When we are diagnosing pain we want to identify the odd tooth out e.g if there is a pulpitis we want to identify which tooth has an exaggerated response to stimulus compared to the surrounding teeth or if there is a pulp necrosis we want to see which tooth has no response compared to the surrounding teeth. Dentine sclerosis and pulp recession makes all responses less obvious and can complicate diagnosis.

Technically the majority of tests we utilise for determining vitality test sensibiliy or the pulp's ability to initiate nociception. This ability may be absent in vital pulps. Pulp vitality testing on the other hand would be testing the presence of a blood flow through the pulp system of which there are no widely used methods.

Electric pulp tests runs an electric current through the tooth to more directly stimulate nociceptors. Electrical conduction through the tooth will be more efficient than thermal conduction therefore this test is very useful for calcified pulp systems. Do be sure to isolate the tooth in question from the adjacent teeth by drying them from saliva and using a plastic matrix strip between the teeth especially if there are adjacent amalgams present. Failure to do so may result in false positives. Use a conductor such as toothpaste to allow the electrical current from the tester tip to contact the tooth surface well and be sure to follow the instructions as all systems will requite separate skin contact with the patient to complete the circuit.
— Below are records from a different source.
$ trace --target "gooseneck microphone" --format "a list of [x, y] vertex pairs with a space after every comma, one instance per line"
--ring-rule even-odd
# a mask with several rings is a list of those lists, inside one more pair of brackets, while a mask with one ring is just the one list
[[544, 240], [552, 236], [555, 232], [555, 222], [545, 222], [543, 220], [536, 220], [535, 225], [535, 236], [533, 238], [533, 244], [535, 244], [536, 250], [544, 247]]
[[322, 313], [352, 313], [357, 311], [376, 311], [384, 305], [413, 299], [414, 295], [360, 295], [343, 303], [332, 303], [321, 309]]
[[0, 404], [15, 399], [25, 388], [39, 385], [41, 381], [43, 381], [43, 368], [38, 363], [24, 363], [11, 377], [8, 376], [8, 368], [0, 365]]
Traditional cold spray on a cotton pellet may not be as effective in calcified cases as the pellet quickly equalises its temperature before placement on the tooth. Oversaturating the pellet with cold spray may lead to leakage of the fluid onto the adjacent teeth and gingiva. Consider using CO2 ice which is directly connected to the source of cold. This can reach far lower temperatures and will stay at a constant temperature throughout. Using a whole cotton roll and spraying the end of it will allow more cold spray to be soaked in and will stay at a cold temperature for longer as well as having a higher surface area to contact the tooth with. However it can't reach as low of a temperature as CO2 ice due to the temperature of the spray as it exits the nozzle.

As well as being less likely to elicit a response in the first place, calcified pulps may give a vague sensation that the patient may be unsure if they should respond to. You must leave the cold stimulus on the tooth for long enough to ellicit a proper response. If the patient is unsure, try again but leave the cottol roll on for a few seconds longer.